Here's a picture of the shunt, I 3d printed a case to keep it together. Under the desk is a DIY 272ah lifepo4 battery.


I'm a java developer for my day job, working with hardware to make the shunt was pretty fun. The driver is written in Python and I'm using MQTT events to send data between the different components. I'll post updates on my UI work as I make progress, going to be using VueJS.

To talk to the PIP1012LV-MK I have been using this python project https://github.com/jblance/mpp-solar. It's a great project and it introduced me to MQTT.

 

[John Frum]

I'm interested, especially in how you interface with the shunt.
Could you please post some code?

 

[LazyCanadian]

Here is the tutorial I followed https://learn.adafruit.com/adafruit-4-channel-adc-breakouts/python-circuitpython.

Here is some of the relevant parts of my code, it's a bit of mess at the moment. The GAIN and RATE are pulled from a config file. Gain is 16 and Rate is 128

import adafruit_ads1x15.ads1115 as ADS
from adafruit_ads1x15.ads1x15 import Mode
from adafruit_ads1x15.analog_in import AnalogIn

...

# Create the I2C bus
i2c = busio.I2C(board.SCL, board.SDA)

# Create the ADC object using the I2C bus
ads = ADS.ADS1115(i2c)
ads.gain = GAIN
ads.mode = Mode.CONTINUOUS
ads.data_rate = RATE

# Create differential input between channel 0 and 1
chan01 = AnalogIn(ads, ADS.P0, ADS.P1)

...

# First ADC channel read in continuous mode configures device
# and waits 2 conversion cycles
_ = chan01.value

sample_interval = 1.0 / ads.data_rate
count = 0
reading = 0

while True:
    start = time.monotonic()
    time_next_sample = start + sample_interval
    for i in range(SAMPLES):

        try:
            reading = reading + chan01.value
        except IOError:
            print("IOError")
        else:
            count = count + 1
        time.sleep(sample_interval)

 

[John Frum]

Thanks!
What is "SAMPLES" in "for i in range(SAMPLES):" ?

 

[LazyCanadian]

Also from the config file, it's set to 122 at the moment. It's the number of readings I take before I emit an event.

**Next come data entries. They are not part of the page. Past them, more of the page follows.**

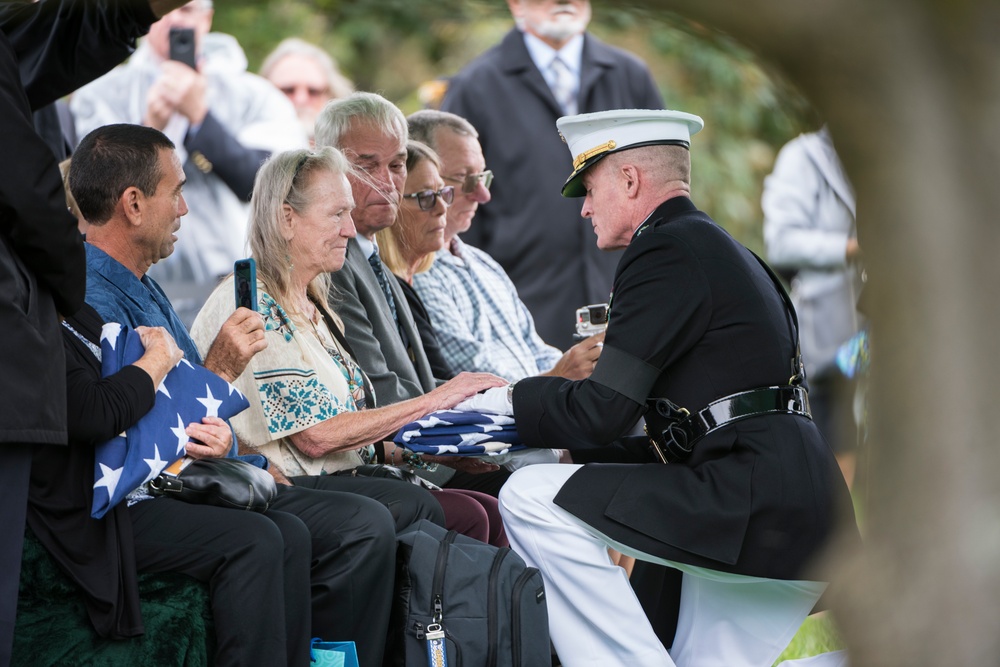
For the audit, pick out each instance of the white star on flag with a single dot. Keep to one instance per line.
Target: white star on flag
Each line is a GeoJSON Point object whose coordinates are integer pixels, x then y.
{"type": "Point", "coordinates": [156, 464]}
{"type": "Point", "coordinates": [109, 478]}
{"type": "Point", "coordinates": [210, 402]}
{"type": "Point", "coordinates": [182, 437]}
{"type": "Point", "coordinates": [110, 332]}
{"type": "Point", "coordinates": [124, 464]}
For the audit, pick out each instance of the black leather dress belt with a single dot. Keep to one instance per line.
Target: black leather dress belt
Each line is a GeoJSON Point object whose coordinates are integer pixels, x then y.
{"type": "Point", "coordinates": [675, 442]}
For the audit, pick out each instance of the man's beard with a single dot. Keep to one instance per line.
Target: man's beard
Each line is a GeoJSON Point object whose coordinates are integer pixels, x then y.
{"type": "Point", "coordinates": [561, 26]}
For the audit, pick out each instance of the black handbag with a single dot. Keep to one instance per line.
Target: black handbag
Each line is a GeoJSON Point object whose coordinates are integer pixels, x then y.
{"type": "Point", "coordinates": [221, 482]}
{"type": "Point", "coordinates": [388, 472]}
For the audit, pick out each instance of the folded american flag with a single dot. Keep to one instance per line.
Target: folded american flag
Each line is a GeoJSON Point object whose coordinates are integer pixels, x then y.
{"type": "Point", "coordinates": [451, 432]}
{"type": "Point", "coordinates": [188, 394]}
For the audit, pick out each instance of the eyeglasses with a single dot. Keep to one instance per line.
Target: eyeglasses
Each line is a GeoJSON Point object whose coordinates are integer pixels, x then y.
{"type": "Point", "coordinates": [470, 181]}
{"type": "Point", "coordinates": [426, 199]}
{"type": "Point", "coordinates": [313, 93]}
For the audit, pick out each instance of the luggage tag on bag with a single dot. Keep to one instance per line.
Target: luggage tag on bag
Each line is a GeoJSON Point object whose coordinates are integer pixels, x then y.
{"type": "Point", "coordinates": [437, 655]}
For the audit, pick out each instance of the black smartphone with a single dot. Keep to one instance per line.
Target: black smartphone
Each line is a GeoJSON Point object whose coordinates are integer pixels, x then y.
{"type": "Point", "coordinates": [182, 46]}
{"type": "Point", "coordinates": [245, 283]}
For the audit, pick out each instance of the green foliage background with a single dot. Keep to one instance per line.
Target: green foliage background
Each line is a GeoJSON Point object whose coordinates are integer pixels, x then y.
{"type": "Point", "coordinates": [394, 46]}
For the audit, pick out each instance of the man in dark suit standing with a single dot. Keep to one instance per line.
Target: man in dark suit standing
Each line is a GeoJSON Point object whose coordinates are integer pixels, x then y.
{"type": "Point", "coordinates": [47, 50]}
{"type": "Point", "coordinates": [546, 67]}
{"type": "Point", "coordinates": [703, 341]}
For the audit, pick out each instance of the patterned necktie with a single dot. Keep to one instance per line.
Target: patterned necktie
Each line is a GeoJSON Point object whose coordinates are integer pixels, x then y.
{"type": "Point", "coordinates": [563, 85]}
{"type": "Point", "coordinates": [383, 282]}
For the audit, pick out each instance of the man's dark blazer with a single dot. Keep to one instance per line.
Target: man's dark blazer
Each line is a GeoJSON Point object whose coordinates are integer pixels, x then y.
{"type": "Point", "coordinates": [372, 332]}
{"type": "Point", "coordinates": [47, 50]}
{"type": "Point", "coordinates": [694, 318]}
{"type": "Point", "coordinates": [537, 235]}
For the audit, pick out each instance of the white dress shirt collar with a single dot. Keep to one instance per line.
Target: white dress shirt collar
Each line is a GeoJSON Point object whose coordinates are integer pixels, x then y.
{"type": "Point", "coordinates": [542, 54]}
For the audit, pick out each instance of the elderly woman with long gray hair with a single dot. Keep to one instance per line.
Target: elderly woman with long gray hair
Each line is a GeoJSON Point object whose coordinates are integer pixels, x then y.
{"type": "Point", "coordinates": [315, 412]}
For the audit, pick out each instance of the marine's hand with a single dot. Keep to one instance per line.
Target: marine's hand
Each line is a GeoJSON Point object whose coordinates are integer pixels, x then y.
{"type": "Point", "coordinates": [578, 362]}
{"type": "Point", "coordinates": [214, 437]}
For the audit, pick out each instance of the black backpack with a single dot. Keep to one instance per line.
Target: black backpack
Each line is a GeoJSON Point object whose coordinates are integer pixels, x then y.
{"type": "Point", "coordinates": [488, 603]}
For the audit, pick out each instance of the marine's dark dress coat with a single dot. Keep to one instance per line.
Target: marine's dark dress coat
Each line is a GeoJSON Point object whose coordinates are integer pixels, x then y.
{"type": "Point", "coordinates": [758, 497]}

If you are working with an ADS1115 from amazon beware, the first one I got was actually a ADS1015 which has lower precision and caused me a bunch of confusion and wasted hours. I got my current one from https://www.universal-solder.ca/

 

[LazyCanadian]

Setup an MQTT client on phone so now I get live updates. An update every second might be excessive.

 

[LazyCanadian]

Data is now being sent to a small app that can be viewed in a browser. Finally getting data from the mpp-solar unit. Going to start working on commands from the app to the all-in-one.

 

[LazyCanadian]

Now I can change the settings. There are a bunch more commands to add but I'm probably going to skip straight into setting triggers and actions so I can automate the behavior of this system.